Devolver as bochechas à panela, adicionar os vinhos e o caldo levantar o lume para ferver e depois baixar para lume brando.
Deixar a cozer durante três horas, ou até as bochechas começarem a desfazer-se ao pressionar. Se o molho estiver muito líquido no final, destapar a panela e levantar o lume para que o molho espesse um pouco.

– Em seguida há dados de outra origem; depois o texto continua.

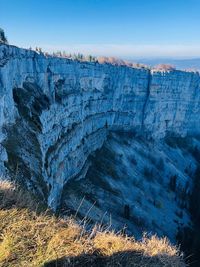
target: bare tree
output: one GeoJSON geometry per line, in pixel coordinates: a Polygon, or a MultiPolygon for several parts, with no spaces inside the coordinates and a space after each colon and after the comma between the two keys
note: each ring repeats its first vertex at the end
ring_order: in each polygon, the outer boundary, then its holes
{"type": "Polygon", "coordinates": [[[176,68],[170,64],[158,64],[154,67],[157,70],[175,70],[176,68]]]}

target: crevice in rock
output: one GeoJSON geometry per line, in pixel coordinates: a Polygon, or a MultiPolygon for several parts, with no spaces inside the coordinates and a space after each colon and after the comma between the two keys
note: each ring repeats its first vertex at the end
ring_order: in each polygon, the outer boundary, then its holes
{"type": "Polygon", "coordinates": [[[148,105],[149,96],[150,96],[151,80],[152,80],[152,74],[151,74],[151,71],[149,70],[149,72],[148,72],[147,90],[146,90],[146,97],[145,97],[144,105],[143,105],[143,108],[142,108],[142,124],[141,124],[142,130],[145,130],[145,123],[144,123],[144,121],[145,121],[146,110],[147,110],[147,105],[148,105]]]}

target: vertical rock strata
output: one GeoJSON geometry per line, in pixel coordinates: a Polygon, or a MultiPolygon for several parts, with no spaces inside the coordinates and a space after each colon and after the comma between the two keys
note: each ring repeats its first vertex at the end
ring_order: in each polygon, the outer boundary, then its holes
{"type": "Polygon", "coordinates": [[[64,184],[84,176],[109,129],[160,139],[196,134],[198,73],[158,72],[45,57],[0,45],[0,170],[20,173],[56,208],[64,184]]]}

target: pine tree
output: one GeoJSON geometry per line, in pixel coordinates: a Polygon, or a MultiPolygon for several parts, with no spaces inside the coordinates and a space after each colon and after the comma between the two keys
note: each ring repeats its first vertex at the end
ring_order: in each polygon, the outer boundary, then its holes
{"type": "Polygon", "coordinates": [[[91,55],[88,56],[88,61],[92,62],[92,56],[91,55]]]}
{"type": "Polygon", "coordinates": [[[0,28],[0,43],[8,44],[8,40],[5,36],[4,30],[0,28]]]}

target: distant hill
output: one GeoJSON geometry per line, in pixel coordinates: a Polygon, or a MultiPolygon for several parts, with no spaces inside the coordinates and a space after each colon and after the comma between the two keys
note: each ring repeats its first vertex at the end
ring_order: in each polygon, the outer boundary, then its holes
{"type": "Polygon", "coordinates": [[[164,58],[152,58],[152,59],[137,59],[131,60],[133,62],[137,61],[142,64],[146,64],[149,66],[155,66],[157,64],[170,64],[175,66],[177,69],[185,70],[185,69],[195,69],[200,70],[200,58],[192,58],[192,59],[164,59],[164,58]]]}

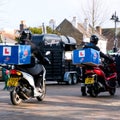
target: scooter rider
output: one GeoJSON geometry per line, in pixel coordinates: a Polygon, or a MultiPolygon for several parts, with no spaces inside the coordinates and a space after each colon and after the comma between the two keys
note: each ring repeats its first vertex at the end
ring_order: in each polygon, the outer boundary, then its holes
{"type": "MultiPolygon", "coordinates": [[[[33,44],[31,42],[31,37],[32,37],[32,33],[29,29],[24,29],[22,32],[21,32],[21,36],[20,36],[20,41],[19,41],[19,44],[21,45],[31,45],[31,53],[32,53],[32,56],[31,56],[31,63],[30,64],[27,64],[27,65],[22,65],[21,68],[22,69],[27,69],[27,71],[35,78],[36,76],[36,79],[35,79],[35,87],[36,89],[34,90],[34,96],[38,96],[40,94],[40,92],[38,91],[41,91],[40,90],[40,79],[38,78],[38,75],[39,74],[39,71],[41,71],[40,69],[42,69],[43,67],[37,67],[39,68],[38,70],[34,71],[34,68],[35,65],[38,65],[36,64],[37,62],[42,65],[44,64],[50,64],[49,61],[42,55],[42,53],[40,52],[40,50],[36,47],[35,44],[33,44]],[[33,74],[34,73],[34,74],[33,74]],[[35,75],[36,74],[36,75],[35,75]]],[[[36,69],[36,68],[35,68],[36,69]]]]}
{"type": "MultiPolygon", "coordinates": [[[[99,38],[96,35],[91,35],[90,42],[86,44],[83,48],[93,48],[97,51],[100,51],[100,48],[97,45],[99,38]]],[[[108,59],[111,62],[114,62],[112,58],[105,55],[103,52],[100,51],[100,57],[104,59],[108,59]]],[[[85,67],[82,67],[82,82],[81,82],[81,92],[82,96],[86,96],[86,87],[85,87],[85,67]]]]}

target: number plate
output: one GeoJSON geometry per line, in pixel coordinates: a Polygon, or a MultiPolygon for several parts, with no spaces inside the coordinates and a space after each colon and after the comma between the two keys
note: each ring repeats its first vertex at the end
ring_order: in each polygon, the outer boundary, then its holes
{"type": "Polygon", "coordinates": [[[94,83],[94,78],[86,78],[85,79],[85,84],[93,84],[94,83]]]}
{"type": "Polygon", "coordinates": [[[18,81],[20,78],[11,77],[8,79],[7,86],[18,86],[18,81]]]}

Batatas doces e figos verdes
Como acompanhamento quis apenas criar um bom complemento ao sabor já complexo, adocicado e intenso das bochechas, criando a ligação com o azeite aromatizado. Acho que o cebolinho vai especialmente bem e diria que quase essencial para dar o corte e proporcionar uma certa frescura ao resto do prato. Sem as bochechas, uns pedaços de queijo de cabra desfeito, ou até mesmo um belo queijo da ilha fariam deste simples acompanhamento um killer e prato principal.

3 batatas-doces pequenas
6 figos verdes, cortados ao meio longitudinalmente
3 c. sopa de azeite
1 haste de alecrim
flor de sal
pimenta preta fresca, moída
cebolinho

Cozer as batatas doces inteiras e com pele. Deixar arrefecer um pouco até dar para tocar nelas. Cortá-las ao meio longitudinalmente e reservar.
Numa frigideira, colocar o azeite e o alecrim em lume muito brando até o azeite ficar bem aromatizado.
Retirar o alecrim, aumentar o lume e quando o azeite tiver bem quente adicionar as batatas e os figos. Deixar dourar bem em todos os lados, especialmente na face cortada, virando de vez em quando para dourar e para que não colem no fundo da frigideira.
Retirar, temperar com flor de sal e pimenta, cebolinho picado a gosto e servir quente com as bochechas.